The US House on Wednesday voted in favor of crypto-friendly legislation (FIT21) that would hand control of cryptocurrency oversight to a government agency seen as more favorable to the industry.
Its objective is to establish a fresh legal structure for digital currencies. This is despite an unconventional caution from the US securities regulator regarding the potential emergence of financial hazards.
In a bipartisan vote, the House approved the Republican-sponsored Financial Innovation and Technology for the 21st Century Act (FIT21). The final tally was 279-136, with 71 Democrats joining the 208 Republicans in favor of the legislation.
House approval is just the first hurdle for new laws in the US. The FIT21 Act, despite passing the House, still needs Senate approval and the President’s signature to become law. It is currently uncertain if the Senate will pass the bill too.
FIT21 Crypto Bill Expands Freedom for Industry, Shifts Power to CFTC
The legislation would grant expanded liberties to crypto operators in the US. It would also transfer greater regulatory oversight of digital assets to the Commodity Futures Trading Commission (CFTC).
Placing most digital assets under the jurisdiction of the CFTC would categorize them as commodities instead of securities. This would shift regulatory oversight away from the SEC. This move is significant, especially given the Biden administration’s crypto industry crackdown initiated under the SEC’s purview.
The passage of the legislation potentially puts President Joe Biden in a difficult position. He must decide whether to go against his own SEC chairman and refuse a veto. It comes as former President Donald Trump courts the industry in his 2024 presidential campaign.
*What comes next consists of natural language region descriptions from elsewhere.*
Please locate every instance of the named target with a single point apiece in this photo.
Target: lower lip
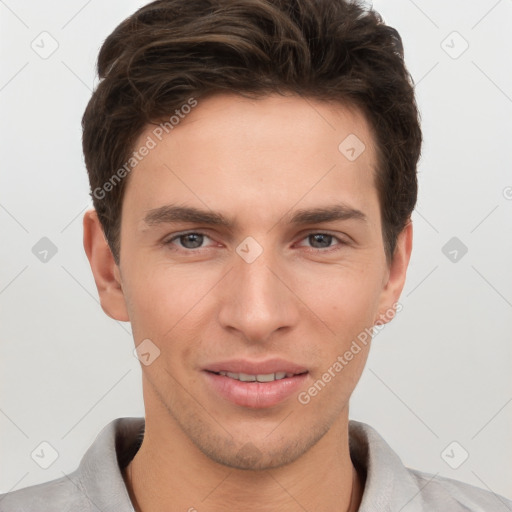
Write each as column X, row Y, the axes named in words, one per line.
column 257, row 395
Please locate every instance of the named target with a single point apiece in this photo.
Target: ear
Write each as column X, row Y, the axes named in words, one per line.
column 397, row 270
column 106, row 273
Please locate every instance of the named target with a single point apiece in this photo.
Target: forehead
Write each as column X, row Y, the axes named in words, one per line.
column 232, row 153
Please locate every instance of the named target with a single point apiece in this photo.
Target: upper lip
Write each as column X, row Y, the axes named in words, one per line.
column 255, row 367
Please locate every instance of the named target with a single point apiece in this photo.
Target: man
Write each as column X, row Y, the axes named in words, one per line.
column 253, row 171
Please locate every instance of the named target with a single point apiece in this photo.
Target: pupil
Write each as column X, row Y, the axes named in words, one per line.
column 198, row 239
column 320, row 237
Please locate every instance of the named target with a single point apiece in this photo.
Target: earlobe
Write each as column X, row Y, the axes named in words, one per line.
column 105, row 271
column 396, row 275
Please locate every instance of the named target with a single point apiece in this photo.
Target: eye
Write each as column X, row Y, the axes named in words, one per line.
column 190, row 240
column 320, row 241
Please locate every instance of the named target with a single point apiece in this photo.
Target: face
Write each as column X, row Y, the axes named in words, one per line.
column 251, row 244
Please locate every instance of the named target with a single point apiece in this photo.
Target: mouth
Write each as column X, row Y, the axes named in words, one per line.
column 261, row 377
column 255, row 385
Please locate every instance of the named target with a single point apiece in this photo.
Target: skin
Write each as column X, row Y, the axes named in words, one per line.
column 257, row 162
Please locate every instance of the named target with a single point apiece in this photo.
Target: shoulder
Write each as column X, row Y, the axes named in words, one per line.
column 62, row 494
column 441, row 493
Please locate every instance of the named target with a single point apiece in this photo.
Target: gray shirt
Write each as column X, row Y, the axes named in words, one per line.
column 97, row 484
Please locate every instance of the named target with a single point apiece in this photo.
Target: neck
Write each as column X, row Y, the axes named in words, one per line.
column 170, row 473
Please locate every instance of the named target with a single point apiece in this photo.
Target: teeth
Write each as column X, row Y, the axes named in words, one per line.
column 267, row 377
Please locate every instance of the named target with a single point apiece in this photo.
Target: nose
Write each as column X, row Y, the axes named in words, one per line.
column 257, row 299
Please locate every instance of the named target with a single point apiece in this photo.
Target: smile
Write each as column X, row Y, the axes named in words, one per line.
column 246, row 377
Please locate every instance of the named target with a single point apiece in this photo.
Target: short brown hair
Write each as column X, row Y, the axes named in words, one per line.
column 172, row 50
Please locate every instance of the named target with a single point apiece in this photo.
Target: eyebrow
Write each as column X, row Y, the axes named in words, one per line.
column 169, row 214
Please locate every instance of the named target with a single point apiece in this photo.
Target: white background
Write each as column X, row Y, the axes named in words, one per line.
column 440, row 372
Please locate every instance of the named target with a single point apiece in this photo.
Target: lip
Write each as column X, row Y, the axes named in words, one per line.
column 256, row 367
column 256, row 395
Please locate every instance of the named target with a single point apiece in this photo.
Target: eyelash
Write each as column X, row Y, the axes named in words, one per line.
column 336, row 247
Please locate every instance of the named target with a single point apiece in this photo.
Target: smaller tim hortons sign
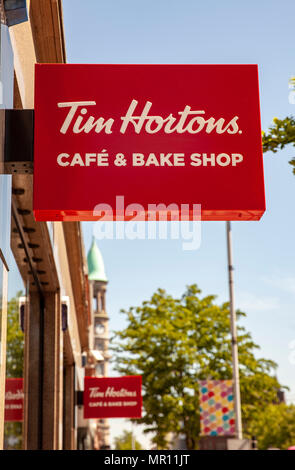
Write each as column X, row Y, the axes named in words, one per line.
column 112, row 397
column 126, row 141
column 14, row 400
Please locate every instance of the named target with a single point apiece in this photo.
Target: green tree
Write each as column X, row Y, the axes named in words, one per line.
column 124, row 442
column 173, row 343
column 280, row 134
column 14, row 366
column 15, row 340
column 274, row 426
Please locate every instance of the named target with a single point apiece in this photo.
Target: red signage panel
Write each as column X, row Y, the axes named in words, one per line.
column 14, row 400
column 112, row 397
column 116, row 135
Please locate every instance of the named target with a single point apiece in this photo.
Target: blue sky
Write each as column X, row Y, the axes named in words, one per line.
column 187, row 31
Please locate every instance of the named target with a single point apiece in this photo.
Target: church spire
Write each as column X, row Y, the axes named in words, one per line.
column 96, row 271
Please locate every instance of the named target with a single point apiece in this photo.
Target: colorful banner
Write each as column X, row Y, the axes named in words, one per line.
column 14, row 400
column 217, row 408
column 112, row 397
column 124, row 141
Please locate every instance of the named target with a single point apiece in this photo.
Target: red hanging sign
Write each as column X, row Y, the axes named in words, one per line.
column 14, row 400
column 114, row 139
column 112, row 397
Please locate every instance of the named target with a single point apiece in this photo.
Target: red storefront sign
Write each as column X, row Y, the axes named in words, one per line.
column 116, row 135
column 14, row 400
column 112, row 397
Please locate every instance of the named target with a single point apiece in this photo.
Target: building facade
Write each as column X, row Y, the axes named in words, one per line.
column 99, row 334
column 49, row 256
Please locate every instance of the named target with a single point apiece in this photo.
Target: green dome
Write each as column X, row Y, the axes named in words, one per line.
column 95, row 262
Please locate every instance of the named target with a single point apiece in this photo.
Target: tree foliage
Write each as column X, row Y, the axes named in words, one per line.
column 274, row 426
column 173, row 343
column 15, row 340
column 14, row 366
column 124, row 442
column 280, row 134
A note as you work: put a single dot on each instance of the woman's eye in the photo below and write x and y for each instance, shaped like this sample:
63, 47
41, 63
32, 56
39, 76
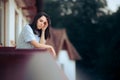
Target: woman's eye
40, 20
44, 23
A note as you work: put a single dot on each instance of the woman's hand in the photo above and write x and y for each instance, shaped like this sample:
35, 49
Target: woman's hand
51, 49
45, 27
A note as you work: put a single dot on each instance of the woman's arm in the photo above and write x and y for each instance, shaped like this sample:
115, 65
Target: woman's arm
42, 38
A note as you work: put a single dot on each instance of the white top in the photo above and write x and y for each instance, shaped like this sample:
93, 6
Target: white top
25, 37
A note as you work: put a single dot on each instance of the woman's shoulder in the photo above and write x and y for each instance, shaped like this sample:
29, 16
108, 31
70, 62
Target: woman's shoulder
27, 27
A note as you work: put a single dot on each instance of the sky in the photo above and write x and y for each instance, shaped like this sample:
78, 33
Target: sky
113, 5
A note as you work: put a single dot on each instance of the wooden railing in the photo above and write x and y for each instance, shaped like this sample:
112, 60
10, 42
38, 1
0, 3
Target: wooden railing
28, 64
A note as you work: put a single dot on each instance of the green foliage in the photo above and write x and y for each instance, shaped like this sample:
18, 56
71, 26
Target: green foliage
95, 35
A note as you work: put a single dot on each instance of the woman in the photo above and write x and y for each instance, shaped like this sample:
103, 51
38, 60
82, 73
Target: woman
34, 35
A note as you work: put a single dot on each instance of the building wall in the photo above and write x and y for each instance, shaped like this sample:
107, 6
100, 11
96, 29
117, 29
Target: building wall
12, 21
66, 64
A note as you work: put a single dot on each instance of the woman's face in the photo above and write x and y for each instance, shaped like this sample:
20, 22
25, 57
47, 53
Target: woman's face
42, 22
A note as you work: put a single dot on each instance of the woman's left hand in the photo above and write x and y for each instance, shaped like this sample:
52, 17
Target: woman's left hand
45, 27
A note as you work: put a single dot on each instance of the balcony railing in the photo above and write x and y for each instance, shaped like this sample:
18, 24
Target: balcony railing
28, 64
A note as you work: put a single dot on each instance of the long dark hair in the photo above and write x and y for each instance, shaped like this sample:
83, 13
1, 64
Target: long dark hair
34, 25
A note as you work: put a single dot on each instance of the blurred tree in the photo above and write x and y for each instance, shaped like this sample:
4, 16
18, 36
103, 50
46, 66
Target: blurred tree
93, 32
After the vote, House Majority Whip Tom Emmer said that the passage of the Act would pave the way for flourishing American digital asset innovation.
“This globally competitive framework will give entrepreneurs the clarity and assurance they need to build here, in the United States, while ensuring the next iteration of the web emulates our values,” he said.
FIT21 unlocks a conversation beyond innovation. It’s about national security, consumer protection & global competitiveness.
It’s about shaping what the future global digital economy looks like and how it functions.
Let’s give Americans the clarity needed to seize this moment. pic.twitter.com/scdatvjyp5
— Tom Emmer (@GOPMajorityWhip) May 22, 2024
SEC, White House Align in Opposition to FIT21’s Approach
Before the vote on Wednesday, the White House issued a statement that said the FIT21 bill doesn’t do enough to safeguard consumers involved in certain cryptocurrency transactions. However, it refrained from completely vetoing the legislation.
Wednesday’s House vote also followed SEC Chair Gary Gensler voicing criticism against FIT21. Gensler argued that the bill would, in some aspects, “create new regulatory gaps and undermine decades of precedent regarding the oversight of investment contracts,” potentially endangering investors and capital markets.
The federal regulator argued that FIT21 would work against already established securities law. It would negate the long-accepted Howey Test while reneging current regulations on investment contracts, he said. This would allow crypto operators to “self-certify” their products.
“The crypto industry’s record of failures, frauds, and bankruptcies is not because we don’t have rules or because the rules are unclear. It’s because many players in the crypto industry don’t play by the rules,” Gensler continued.